To play chess well, you must be able to:

  • visualize
  • memorize
  • recognize patterns
  • use logic
  • plan ahead
  • accept the consequences of your actions

Aren’t chess players a lot like freelance translators?

Chessboard - Echiquier

In both my Canadian and French families, we play chess. I lose more than I win, but I attempt to put up a good fight.

We play in English and French. But being bilingual in the language of chess doesn’t really matter unless you like to read about chess (like me).
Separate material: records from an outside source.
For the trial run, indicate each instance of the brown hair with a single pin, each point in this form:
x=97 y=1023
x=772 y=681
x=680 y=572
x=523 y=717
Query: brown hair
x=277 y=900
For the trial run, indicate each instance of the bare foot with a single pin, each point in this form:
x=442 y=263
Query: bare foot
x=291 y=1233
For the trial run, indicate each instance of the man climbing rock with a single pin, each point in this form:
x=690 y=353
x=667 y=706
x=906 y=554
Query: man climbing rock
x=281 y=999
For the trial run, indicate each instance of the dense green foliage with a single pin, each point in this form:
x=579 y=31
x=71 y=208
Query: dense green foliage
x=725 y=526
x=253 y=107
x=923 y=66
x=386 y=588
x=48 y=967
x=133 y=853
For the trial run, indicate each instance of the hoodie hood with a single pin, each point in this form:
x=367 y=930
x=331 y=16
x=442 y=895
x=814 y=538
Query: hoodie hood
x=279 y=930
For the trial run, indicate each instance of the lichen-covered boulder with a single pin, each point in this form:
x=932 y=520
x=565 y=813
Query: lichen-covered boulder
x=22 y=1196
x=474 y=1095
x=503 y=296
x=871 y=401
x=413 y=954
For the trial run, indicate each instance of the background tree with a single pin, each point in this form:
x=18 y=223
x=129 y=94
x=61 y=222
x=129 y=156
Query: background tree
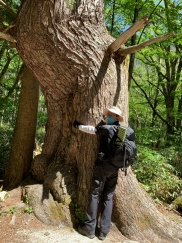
x=78 y=83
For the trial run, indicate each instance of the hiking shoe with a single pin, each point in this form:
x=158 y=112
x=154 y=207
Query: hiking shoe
x=102 y=236
x=84 y=231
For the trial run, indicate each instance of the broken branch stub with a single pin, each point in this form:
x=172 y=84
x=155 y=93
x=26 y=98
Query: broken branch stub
x=128 y=33
x=135 y=48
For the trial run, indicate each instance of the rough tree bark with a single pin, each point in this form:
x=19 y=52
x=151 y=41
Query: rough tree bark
x=66 y=47
x=24 y=134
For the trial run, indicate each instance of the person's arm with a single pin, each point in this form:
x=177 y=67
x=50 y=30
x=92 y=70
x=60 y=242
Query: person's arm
x=84 y=128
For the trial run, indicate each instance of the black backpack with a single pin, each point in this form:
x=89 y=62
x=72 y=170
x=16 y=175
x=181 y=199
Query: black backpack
x=124 y=148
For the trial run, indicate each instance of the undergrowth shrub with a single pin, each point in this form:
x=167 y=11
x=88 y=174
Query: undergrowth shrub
x=158 y=177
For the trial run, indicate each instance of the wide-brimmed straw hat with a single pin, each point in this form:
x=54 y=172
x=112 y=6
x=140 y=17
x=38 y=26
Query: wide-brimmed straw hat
x=114 y=110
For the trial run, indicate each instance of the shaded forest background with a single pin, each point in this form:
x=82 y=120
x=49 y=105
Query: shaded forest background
x=155 y=91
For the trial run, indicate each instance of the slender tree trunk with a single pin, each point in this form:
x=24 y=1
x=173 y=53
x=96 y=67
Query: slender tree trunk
x=66 y=48
x=21 y=153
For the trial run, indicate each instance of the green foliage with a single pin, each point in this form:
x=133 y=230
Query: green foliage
x=6 y=133
x=158 y=177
And no matter what language a chess player speaks, he’s sure to understand “checkmate”!

Nevertheless, English speakers who play in French should take note of the following terms:

  • A queen is a dame (not a reine).
  • A bishop is a fou (not an évêque).
  • A rook is a tour (not a château).

chess exercises - exercices échecs

 

If you’re a chess nut, you might like this:

ENGLISH FRENCH YOUR LANGUAGE
blitz blitz
check échec
checkmate échec et mat
chessboard échiquier
clock pendule
double attack double attaque
draw nulle
en passant en passant
endgame finale
exchange échange
file colonne
isolated pawn pion isolé
king roi
kingside castling petit roque
knight cavalier
middlegame milieu de partie
opening ouverture
pawn pion
pinning clouage
promote promouvoir
queen dame
queenside castling grand roque
rank rangée
resign abandonner
rook tour
scholar’s mate mat du berger
stalemate pat

chess exercises

If you know the language of chess, you can add more terms in your language to the above list (even if you’re not Magnus Carlsen). Get in touch via the comments, and I’ll fill in another column of this glossary.

Your turn!

 

{ 8 comments }

EP March 13, 2012 at 21:48

Interesting post. I’m surprised that many of the French terms for chess pieces are so similar to the German ones. The Germans also say Dame, and Turm for tour (rook). Even échec sounds similar: Schach.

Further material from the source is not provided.